Toronto’s presumed ranking on the coolness scale has been stuck for years below New York (bigger and more fun) and Montreal (smoked meat, respectable bagels and a decent hockey team) and others besides. Now there is change afoot.

On Monday La Presse published Ms. Lortie’s guidebook, Carnet d’une urbaine à Toronto - Notebook of a Downtowner in Toronto. It is packed with her breathless descriptions of funky boutiques and mouth-watering delicacies.

[. . .]

Libération, the Paris newspaper, last week proclaimed “Toronto-mania,” noting, “Toronto is seducing young Canadians.” Writing on the BBC’s web site, journalist David Allan asked, “When Did Toronto Get So Cool?”

Many have trumpeted Toronto’s building boom; in March we had 134 high-rise buildings under construction, compared with 116 in New York. Our coolness, though, lies far away from the highrises, these writers say. All three drool over the Drake Hotel, on Queen Street West; the writers extol the Gladstone, Balzac’s coffee, Magic Pony on Queen West, Bambi’s (a bar hidden in a basement on Dundas West) and Kensington Market’s bookstore, Good Egg.

Full disclosure: my friendship with Ms. Lortie dates to 1990, when we covered the Oka Crisis - her for La Presse, me for The Gazette. A year later, in 1991, she visited Toronto to cover an NDP convention.

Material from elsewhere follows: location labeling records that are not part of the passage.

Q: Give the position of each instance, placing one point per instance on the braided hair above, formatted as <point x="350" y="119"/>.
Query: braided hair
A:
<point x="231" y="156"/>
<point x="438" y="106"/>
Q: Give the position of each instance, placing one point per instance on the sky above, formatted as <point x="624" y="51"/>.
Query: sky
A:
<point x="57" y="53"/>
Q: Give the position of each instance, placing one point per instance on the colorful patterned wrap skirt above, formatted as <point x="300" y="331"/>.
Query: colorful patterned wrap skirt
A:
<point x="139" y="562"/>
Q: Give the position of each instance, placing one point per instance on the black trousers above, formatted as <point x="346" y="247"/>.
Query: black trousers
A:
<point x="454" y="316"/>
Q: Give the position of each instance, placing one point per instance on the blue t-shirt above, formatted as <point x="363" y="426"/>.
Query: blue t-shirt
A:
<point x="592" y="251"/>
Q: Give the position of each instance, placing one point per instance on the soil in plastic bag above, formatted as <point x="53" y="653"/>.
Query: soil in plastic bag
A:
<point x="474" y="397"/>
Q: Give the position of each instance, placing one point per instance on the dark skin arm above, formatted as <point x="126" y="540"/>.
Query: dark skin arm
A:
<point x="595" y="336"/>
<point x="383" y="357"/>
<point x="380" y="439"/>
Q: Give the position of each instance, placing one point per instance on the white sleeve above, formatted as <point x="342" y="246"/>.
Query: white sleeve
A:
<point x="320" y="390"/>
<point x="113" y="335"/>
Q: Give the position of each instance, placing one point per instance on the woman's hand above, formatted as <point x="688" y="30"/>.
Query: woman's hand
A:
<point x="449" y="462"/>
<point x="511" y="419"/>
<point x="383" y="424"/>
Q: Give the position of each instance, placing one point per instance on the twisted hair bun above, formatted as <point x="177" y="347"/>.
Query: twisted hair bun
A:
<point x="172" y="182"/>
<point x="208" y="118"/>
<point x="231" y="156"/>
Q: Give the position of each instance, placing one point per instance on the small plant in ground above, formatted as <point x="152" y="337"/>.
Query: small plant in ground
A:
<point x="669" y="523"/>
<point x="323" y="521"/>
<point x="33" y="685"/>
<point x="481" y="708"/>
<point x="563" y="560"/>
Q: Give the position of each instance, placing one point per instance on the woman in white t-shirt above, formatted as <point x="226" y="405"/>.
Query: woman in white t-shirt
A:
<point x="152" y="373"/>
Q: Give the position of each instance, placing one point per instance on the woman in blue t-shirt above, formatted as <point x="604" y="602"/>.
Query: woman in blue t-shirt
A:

“It was long before Starbucks or Second Cup,” she says. “I was desperate for a cappuccino. I went to Bar Italia. I was charmed by Little Italy.”

Fast-forward twenty-odd years and countless visits to Toronto. Ms. Lortie is sitting in Little Italy again, with her husband, when he asks the unmentionable: “Coudonc? [Holy cow!] Is Toronto now cooler than Montreal?”